Le età della poesia: infanzia
Assistere alla propria nascita – essere esposti alla luce obnubilante dell’inizio – è forse il privilegio e la condanna del poeta.
L’infanzia è naturalmente il luogo della ricezione pura del dono (della vita) perché lì si è ancora immersi nel segreto dell’apertura originaria.

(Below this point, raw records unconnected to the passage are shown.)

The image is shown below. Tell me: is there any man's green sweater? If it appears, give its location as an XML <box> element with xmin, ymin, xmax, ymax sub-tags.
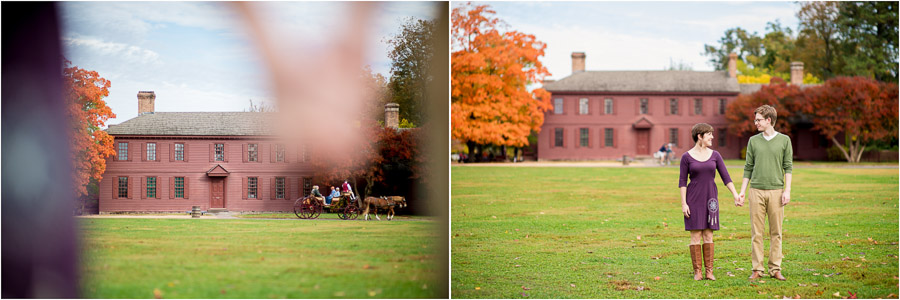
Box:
<box><xmin>744</xmin><ymin>132</ymin><xmax>794</xmax><ymax>190</ymax></box>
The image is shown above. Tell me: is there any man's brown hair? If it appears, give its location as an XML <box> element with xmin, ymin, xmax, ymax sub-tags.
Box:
<box><xmin>753</xmin><ymin>104</ymin><xmax>778</xmax><ymax>126</ymax></box>
<box><xmin>691</xmin><ymin>123</ymin><xmax>713</xmax><ymax>144</ymax></box>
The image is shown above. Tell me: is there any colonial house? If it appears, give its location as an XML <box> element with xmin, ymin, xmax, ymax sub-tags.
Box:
<box><xmin>537</xmin><ymin>52</ymin><xmax>829</xmax><ymax>160</ymax></box>
<box><xmin>99</xmin><ymin>91</ymin><xmax>397</xmax><ymax>213</ymax></box>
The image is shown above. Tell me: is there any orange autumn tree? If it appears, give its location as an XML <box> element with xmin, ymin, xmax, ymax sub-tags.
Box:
<box><xmin>63</xmin><ymin>60</ymin><xmax>116</xmax><ymax>197</ymax></box>
<box><xmin>801</xmin><ymin>77</ymin><xmax>898</xmax><ymax>162</ymax></box>
<box><xmin>450</xmin><ymin>4</ymin><xmax>552</xmax><ymax>159</ymax></box>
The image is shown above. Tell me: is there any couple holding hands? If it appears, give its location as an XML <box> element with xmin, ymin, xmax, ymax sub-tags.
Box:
<box><xmin>678</xmin><ymin>105</ymin><xmax>793</xmax><ymax>280</ymax></box>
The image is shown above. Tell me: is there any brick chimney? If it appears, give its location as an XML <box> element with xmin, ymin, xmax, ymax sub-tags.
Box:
<box><xmin>728</xmin><ymin>52</ymin><xmax>737</xmax><ymax>78</ymax></box>
<box><xmin>138</xmin><ymin>91</ymin><xmax>156</xmax><ymax>116</ymax></box>
<box><xmin>791</xmin><ymin>61</ymin><xmax>803</xmax><ymax>85</ymax></box>
<box><xmin>572</xmin><ymin>52</ymin><xmax>585</xmax><ymax>74</ymax></box>
<box><xmin>384</xmin><ymin>103</ymin><xmax>400</xmax><ymax>129</ymax></box>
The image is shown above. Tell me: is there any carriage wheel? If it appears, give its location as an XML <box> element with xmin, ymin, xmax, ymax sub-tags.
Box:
<box><xmin>294</xmin><ymin>198</ymin><xmax>306</xmax><ymax>219</ymax></box>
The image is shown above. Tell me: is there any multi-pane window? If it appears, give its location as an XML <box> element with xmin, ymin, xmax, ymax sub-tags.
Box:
<box><xmin>247</xmin><ymin>177</ymin><xmax>258</xmax><ymax>199</ymax></box>
<box><xmin>175</xmin><ymin>143</ymin><xmax>184</xmax><ymax>160</ymax></box>
<box><xmin>147</xmin><ymin>143</ymin><xmax>156</xmax><ymax>160</ymax></box>
<box><xmin>275</xmin><ymin>144</ymin><xmax>284</xmax><ymax>162</ymax></box>
<box><xmin>175</xmin><ymin>177</ymin><xmax>184</xmax><ymax>198</ymax></box>
<box><xmin>553</xmin><ymin>128</ymin><xmax>562</xmax><ymax>147</ymax></box>
<box><xmin>118</xmin><ymin>143</ymin><xmax>128</xmax><ymax>160</ymax></box>
<box><xmin>669</xmin><ymin>128</ymin><xmax>678</xmax><ymax>146</ymax></box>
<box><xmin>275</xmin><ymin>177</ymin><xmax>284</xmax><ymax>199</ymax></box>
<box><xmin>719</xmin><ymin>129</ymin><xmax>726</xmax><ymax>147</ymax></box>
<box><xmin>216</xmin><ymin>144</ymin><xmax>225</xmax><ymax>161</ymax></box>
<box><xmin>247</xmin><ymin>144</ymin><xmax>259</xmax><ymax>161</ymax></box>
<box><xmin>579</xmin><ymin>128</ymin><xmax>588</xmax><ymax>147</ymax></box>
<box><xmin>553</xmin><ymin>98</ymin><xmax>562</xmax><ymax>115</ymax></box>
<box><xmin>603</xmin><ymin>128</ymin><xmax>613</xmax><ymax>147</ymax></box>
<box><xmin>147</xmin><ymin>177</ymin><xmax>156</xmax><ymax>198</ymax></box>
<box><xmin>119</xmin><ymin>177</ymin><xmax>128</xmax><ymax>198</ymax></box>
<box><xmin>303</xmin><ymin>177</ymin><xmax>312</xmax><ymax>195</ymax></box>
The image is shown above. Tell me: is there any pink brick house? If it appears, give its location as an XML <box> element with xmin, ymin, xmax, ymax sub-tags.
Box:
<box><xmin>537</xmin><ymin>52</ymin><xmax>828</xmax><ymax>160</ymax></box>
<box><xmin>99</xmin><ymin>92</ymin><xmax>312</xmax><ymax>212</ymax></box>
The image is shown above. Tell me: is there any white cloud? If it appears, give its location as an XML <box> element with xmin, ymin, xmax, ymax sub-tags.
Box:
<box><xmin>62</xmin><ymin>37</ymin><xmax>160</xmax><ymax>64</ymax></box>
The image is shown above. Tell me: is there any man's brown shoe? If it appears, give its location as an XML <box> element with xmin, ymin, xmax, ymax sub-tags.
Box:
<box><xmin>772</xmin><ymin>271</ymin><xmax>787</xmax><ymax>281</ymax></box>
<box><xmin>747</xmin><ymin>271</ymin><xmax>762</xmax><ymax>280</ymax></box>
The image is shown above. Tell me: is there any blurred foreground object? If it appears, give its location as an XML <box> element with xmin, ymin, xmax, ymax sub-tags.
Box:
<box><xmin>0</xmin><ymin>2</ymin><xmax>79</xmax><ymax>298</ymax></box>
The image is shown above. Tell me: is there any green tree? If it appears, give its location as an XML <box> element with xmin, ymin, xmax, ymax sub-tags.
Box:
<box><xmin>387</xmin><ymin>17</ymin><xmax>437</xmax><ymax>124</ymax></box>
<box><xmin>836</xmin><ymin>1</ymin><xmax>900</xmax><ymax>82</ymax></box>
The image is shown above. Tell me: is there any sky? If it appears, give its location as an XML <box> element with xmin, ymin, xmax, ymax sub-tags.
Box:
<box><xmin>60</xmin><ymin>2</ymin><xmax>437</xmax><ymax>124</ymax></box>
<box><xmin>451</xmin><ymin>1</ymin><xmax>799</xmax><ymax>80</ymax></box>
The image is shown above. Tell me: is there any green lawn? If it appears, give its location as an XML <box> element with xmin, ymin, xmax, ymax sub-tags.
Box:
<box><xmin>451</xmin><ymin>166</ymin><xmax>898</xmax><ymax>299</ymax></box>
<box><xmin>79</xmin><ymin>218</ymin><xmax>446</xmax><ymax>298</ymax></box>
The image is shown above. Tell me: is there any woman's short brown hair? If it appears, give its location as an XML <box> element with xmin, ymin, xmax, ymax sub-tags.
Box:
<box><xmin>691</xmin><ymin>123</ymin><xmax>713</xmax><ymax>144</ymax></box>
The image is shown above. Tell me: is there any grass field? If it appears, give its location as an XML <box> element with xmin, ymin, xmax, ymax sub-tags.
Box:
<box><xmin>451</xmin><ymin>166</ymin><xmax>898</xmax><ymax>299</ymax></box>
<box><xmin>79</xmin><ymin>218</ymin><xmax>446</xmax><ymax>298</ymax></box>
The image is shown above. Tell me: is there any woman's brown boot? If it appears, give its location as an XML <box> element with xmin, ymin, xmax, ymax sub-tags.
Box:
<box><xmin>690</xmin><ymin>245</ymin><xmax>703</xmax><ymax>280</ymax></box>
<box><xmin>703</xmin><ymin>243</ymin><xmax>716</xmax><ymax>280</ymax></box>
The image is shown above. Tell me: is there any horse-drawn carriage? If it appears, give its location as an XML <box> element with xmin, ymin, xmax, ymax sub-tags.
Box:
<box><xmin>294</xmin><ymin>193</ymin><xmax>359</xmax><ymax>220</ymax></box>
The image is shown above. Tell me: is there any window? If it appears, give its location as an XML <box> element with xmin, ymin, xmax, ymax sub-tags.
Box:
<box><xmin>147</xmin><ymin>143</ymin><xmax>156</xmax><ymax>160</ymax></box>
<box><xmin>669</xmin><ymin>128</ymin><xmax>678</xmax><ymax>146</ymax></box>
<box><xmin>275</xmin><ymin>144</ymin><xmax>284</xmax><ymax>162</ymax></box>
<box><xmin>553</xmin><ymin>128</ymin><xmax>562</xmax><ymax>147</ymax></box>
<box><xmin>303</xmin><ymin>177</ymin><xmax>312</xmax><ymax>195</ymax></box>
<box><xmin>216</xmin><ymin>144</ymin><xmax>225</xmax><ymax>161</ymax></box>
<box><xmin>119</xmin><ymin>177</ymin><xmax>128</xmax><ymax>198</ymax></box>
<box><xmin>275</xmin><ymin>177</ymin><xmax>284</xmax><ymax>199</ymax></box>
<box><xmin>118</xmin><ymin>143</ymin><xmax>128</xmax><ymax>160</ymax></box>
<box><xmin>247</xmin><ymin>144</ymin><xmax>259</xmax><ymax>161</ymax></box>
<box><xmin>603</xmin><ymin>128</ymin><xmax>613</xmax><ymax>147</ymax></box>
<box><xmin>175</xmin><ymin>177</ymin><xmax>184</xmax><ymax>198</ymax></box>
<box><xmin>175</xmin><ymin>143</ymin><xmax>184</xmax><ymax>161</ymax></box>
<box><xmin>147</xmin><ymin>177</ymin><xmax>156</xmax><ymax>198</ymax></box>
<box><xmin>247</xmin><ymin>177</ymin><xmax>259</xmax><ymax>199</ymax></box>
<box><xmin>553</xmin><ymin>98</ymin><xmax>563</xmax><ymax>115</ymax></box>
<box><xmin>719</xmin><ymin>129</ymin><xmax>727</xmax><ymax>147</ymax></box>
<box><xmin>579</xmin><ymin>128</ymin><xmax>588</xmax><ymax>147</ymax></box>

Non si tratta di un mito consolatorio, ma di un mito che viceversa espone al sentimento tragico dell’esistenza, il momento in cui il sentimento dell’esistenza non è ancora segnato dalla parola, ma da un’emozione che vuole affermarsi, senza bisogno di svelare il proprio oggetto: l’emozione cieca della vita che non fa altro che affermare sé stessa, sopra tutto. C’è la ferita di un peccato originario, di una colpa che viene dall’infanzia, come l’eredità di un gesto incosciente, come un evento caduto nel nostro pensiero prima che il linguaggio potesse nominarlo (ma in fondo, essendo l’uomo sempre incosciente rispetto a Dio, tutta la vita umana ai suoi occhi è un peccato originale). Il senso del tragico è propriamente il senso dell’ineluttabilità del destino, l’impossibilità cioè di uscire dalla condizione che ci è data. L’ineluttabilità del destino, comunque, è paradossalmente la condizione perché accada l’evento salvifico, che è sempre in eccedenza rispetto alla nostra disperata speranza. Eppure, dentro questi saldi confini, il mito si insedia in un’icona condannandosi a un involontario e doloroso idillio.

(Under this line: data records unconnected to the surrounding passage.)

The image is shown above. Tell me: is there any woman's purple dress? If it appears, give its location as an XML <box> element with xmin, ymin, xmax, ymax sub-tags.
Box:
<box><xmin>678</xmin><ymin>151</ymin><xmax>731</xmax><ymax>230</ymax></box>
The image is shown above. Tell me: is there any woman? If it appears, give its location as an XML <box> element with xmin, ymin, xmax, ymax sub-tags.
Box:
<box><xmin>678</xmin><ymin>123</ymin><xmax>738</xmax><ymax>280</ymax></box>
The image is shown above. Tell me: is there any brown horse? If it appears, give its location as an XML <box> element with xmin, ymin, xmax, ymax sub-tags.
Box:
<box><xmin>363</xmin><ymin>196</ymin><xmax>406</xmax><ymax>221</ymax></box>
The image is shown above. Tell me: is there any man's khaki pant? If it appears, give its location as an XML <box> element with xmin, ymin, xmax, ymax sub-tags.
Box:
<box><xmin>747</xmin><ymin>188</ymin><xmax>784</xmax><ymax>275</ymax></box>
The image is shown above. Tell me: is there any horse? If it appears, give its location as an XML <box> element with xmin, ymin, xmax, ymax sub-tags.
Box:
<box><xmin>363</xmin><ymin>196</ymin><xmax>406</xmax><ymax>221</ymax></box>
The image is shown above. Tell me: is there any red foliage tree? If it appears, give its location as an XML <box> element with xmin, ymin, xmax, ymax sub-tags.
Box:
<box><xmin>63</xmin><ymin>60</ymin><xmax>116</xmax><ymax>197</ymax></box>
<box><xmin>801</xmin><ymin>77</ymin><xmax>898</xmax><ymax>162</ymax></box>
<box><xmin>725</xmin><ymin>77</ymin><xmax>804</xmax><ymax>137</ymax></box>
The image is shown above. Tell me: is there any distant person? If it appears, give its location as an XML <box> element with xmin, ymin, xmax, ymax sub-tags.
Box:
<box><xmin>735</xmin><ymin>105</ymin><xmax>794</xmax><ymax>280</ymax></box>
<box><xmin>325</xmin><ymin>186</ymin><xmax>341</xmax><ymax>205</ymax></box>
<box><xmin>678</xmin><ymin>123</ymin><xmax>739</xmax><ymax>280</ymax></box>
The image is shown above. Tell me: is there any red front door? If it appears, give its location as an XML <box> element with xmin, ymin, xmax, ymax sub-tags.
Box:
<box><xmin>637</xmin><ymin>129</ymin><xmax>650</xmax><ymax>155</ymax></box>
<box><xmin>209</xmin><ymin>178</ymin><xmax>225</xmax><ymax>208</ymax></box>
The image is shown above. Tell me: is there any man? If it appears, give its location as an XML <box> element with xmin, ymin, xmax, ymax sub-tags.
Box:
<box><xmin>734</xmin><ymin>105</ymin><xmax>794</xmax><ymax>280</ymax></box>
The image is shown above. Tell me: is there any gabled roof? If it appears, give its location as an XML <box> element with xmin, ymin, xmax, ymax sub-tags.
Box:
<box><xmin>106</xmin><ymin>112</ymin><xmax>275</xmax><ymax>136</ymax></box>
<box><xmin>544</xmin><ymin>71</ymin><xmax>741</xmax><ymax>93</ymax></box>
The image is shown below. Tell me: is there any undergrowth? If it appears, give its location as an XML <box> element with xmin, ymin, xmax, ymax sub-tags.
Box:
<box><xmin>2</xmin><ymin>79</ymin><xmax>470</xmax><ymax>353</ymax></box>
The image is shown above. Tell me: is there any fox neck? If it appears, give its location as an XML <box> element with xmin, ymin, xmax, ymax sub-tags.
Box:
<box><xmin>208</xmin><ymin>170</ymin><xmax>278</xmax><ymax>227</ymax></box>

L’infanzia, dunque, è un campo di forze abitato dal sacro e da quel luogo il poeta non si è mai completamente allontanato o, meglio, proprio allontanandosene, penetrando l’orizzonte della propria vita, mantiene la promessa formulata allora, ciecamente, con il sangue.
È la vita stessa che ci ha allontanati dall’infanzia, è per fedeltà alla vita che compiamo il destino corrompendolo in altra guisa. È stupido e psicologicamente mortificante restare inchiodati alla presunta innocenza di ogni principio: solo staccandoci restiamo fedeli alla sorgente. Solo a distacco compiuto non siamo più innocenti delle nostre parole, siamo responsabili.
Non c’è purezza nella ricerca dell’origine, non c’è innocenza.